We know that a single die has 6 faces, numbered from 1 to 6. When two dice are thrown, there are 6 x 6 = 36 possible outcomes. We are interested in the probability of not getting a double 6, which is (6, 6). There is only 1 double 6, thus there are 36 - 1 = 35 favorable outcomes for not getting a double 6. Then, the probability of not getting a double 6 in a single trial can be written as: \(P(\text{not } \text{double} \: 6\) (Single Trial)) = \(\frac{35}{36}\)

We assume that each throw is independent. Therefore, the probability of not getting a double 6 in n trials is given by: \(P(\text{not } \text{double} \: 6 \: \text{in} \: n \: \text{trials}) = P(\text{not } \text{double} \: 6 \: \text{(Single Trial)})^n = \left(\frac{35}{36}\right)^n\)

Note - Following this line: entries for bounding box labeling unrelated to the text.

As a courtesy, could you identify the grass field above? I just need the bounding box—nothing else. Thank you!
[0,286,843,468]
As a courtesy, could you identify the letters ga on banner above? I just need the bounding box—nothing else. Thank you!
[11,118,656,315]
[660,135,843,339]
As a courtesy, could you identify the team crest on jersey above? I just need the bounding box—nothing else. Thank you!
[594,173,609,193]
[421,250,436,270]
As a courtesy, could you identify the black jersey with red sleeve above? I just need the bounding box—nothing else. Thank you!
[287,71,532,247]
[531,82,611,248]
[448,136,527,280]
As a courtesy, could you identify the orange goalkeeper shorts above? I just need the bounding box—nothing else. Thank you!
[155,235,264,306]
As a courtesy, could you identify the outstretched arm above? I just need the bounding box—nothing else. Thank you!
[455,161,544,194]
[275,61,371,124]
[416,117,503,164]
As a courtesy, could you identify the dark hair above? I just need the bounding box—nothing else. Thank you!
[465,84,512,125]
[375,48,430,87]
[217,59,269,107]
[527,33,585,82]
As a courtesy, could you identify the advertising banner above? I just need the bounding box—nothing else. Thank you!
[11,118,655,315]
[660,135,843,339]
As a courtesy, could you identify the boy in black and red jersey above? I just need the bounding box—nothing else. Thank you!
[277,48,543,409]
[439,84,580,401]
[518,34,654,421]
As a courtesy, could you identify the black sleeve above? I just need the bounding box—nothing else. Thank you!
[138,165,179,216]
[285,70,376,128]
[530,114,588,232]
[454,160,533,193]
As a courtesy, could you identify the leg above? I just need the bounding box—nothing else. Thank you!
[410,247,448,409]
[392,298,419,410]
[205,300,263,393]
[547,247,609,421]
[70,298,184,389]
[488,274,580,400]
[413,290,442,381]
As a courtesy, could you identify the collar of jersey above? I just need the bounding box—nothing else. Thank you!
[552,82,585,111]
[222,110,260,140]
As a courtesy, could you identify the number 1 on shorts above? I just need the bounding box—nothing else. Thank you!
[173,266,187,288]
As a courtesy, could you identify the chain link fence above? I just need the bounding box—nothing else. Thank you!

Now, we use the complementary probability to find the probability of getting at least one double 6 in n trials: \(P(\text{at least one double } 6 \: \text{in} \: n \: \text{trials}) = 1 - P(\text{not } \text{double} \: 6 \: \text{in} \: n \: \text{trials})\) = \(1 - \left(\frac{35}{36}\right)^n\)

We want to find the smallest n such that \(P(\text{at least one double } 6 \: \text{in} \: n \: \text{trials})\) \(\geq \frac{1}{2}\). We can substitute the expression for this probability from Step 3 and solve for n: \(1 - \left(\frac{35}{36}\right)^n \geq \frac{1}{2}\) \(\left(\frac{35}{36}\right)^n \leq \frac{1}{2}\) To solve for n, we can use the logarithm. We have: \(n \log{\left(\frac{35}{36}\right)} \leq \log{\left(\frac{1}{2}\right)}\) Divide by the negative value of the logarithm of \(\frac{35}{36}\): \(n \geq \frac{\log{\left(\frac{1}{2}\right)}}{\log{\left(\frac{35}{36}\right)}}\) Using a calculator, we find that the smallest integer value of n that satisfies this inequality is: n = 24 Thus, at least 24 trials are needed to make the probability of getting at least one double 6 greater than or equal to 1/2.